Toute cette violence n’a qu’un seul but : museler le peuple face à la volonté du pouvoir d’augmenter le prix de l’électricité et d’exiger la transparence dans la gestion de nos ressources naturelles.
En votre qualité de Haut-commissaire des Nations Unies aux droits de l’homme, nous vous demandons d’interpeller dans les meilleurs délais l’Etat du Sénégal pour que cessent ces agressions publiques des forces de l’ordre sur ces manifestants inoffensifs et ces violations itératives de l’intégrité physique des manifestants au nom du droit inaliénable de tout peuple à s’exprimer librement et à manifester pacifiquement pour le respect de la Constitution et de la démocratie.
Tout en espérant que vous interpellerez au plus vite les autorités sénégalaises concernées par l’objet de cette missive, je vous prie, Madame le Haut-commissaire, d’agréer l’expression de ma profonde considération.

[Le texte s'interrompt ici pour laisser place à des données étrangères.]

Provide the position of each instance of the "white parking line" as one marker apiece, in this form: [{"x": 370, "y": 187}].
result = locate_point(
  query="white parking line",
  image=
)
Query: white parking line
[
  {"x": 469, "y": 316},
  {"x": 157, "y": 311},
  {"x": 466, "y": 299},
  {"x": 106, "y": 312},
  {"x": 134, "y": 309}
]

PS : Toute ressemblance avec une lettre écrite le 1er février 2012 à Mme Navi Pillay, Haut-Commissaire des Nations unies aux droits de l’homme entre 2008 et 2014, par un ancien Premier ministre du Sénégal, ancien président de l’Assemblée nationale du Sénégal et candidat d’une coalition politique à l’élection présidentielle de 2012 n’est que purement fortuite.